Still I watched men knock
on door after door stalking
houses they could paint blue,
just like Frida Kahlo’s. It’s like
the time two thieves knocked me
to my knees for twenty dollars.
I thought the thieves jewelers
as they punched my jaw until
each tooth turned dark amber.
Later, to save my body, I set
my teeth, muddy stones, into a crown
I wore the rest of summer.

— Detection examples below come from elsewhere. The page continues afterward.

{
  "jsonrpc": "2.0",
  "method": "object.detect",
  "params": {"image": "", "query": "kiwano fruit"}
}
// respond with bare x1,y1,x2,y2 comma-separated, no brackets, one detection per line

I know
how to hide bruises so the earth
won’t get jealous of lightning
produced by simple friction.
My landscape of curves & edges
that breaks light spectral
is not for sale, but men still knock
on rib after rib, stalking the perfect house—
the perfect shade of blue.
Natalie Scenters-Zapico is the author of Lima :: Limón (Copper Canyon Press, forthcoming 2019) and The Verging Cities (Center for Literary Publishing, 2015). She earned a BA from University of Texas at El Paso and an MFA in poetry from the University of New Mexico. Her poems have appeared or are forthcoming in Tin House, Indiana Review, Pleiades, Poetry magazine, Gulf Coast, and The Believer, among others.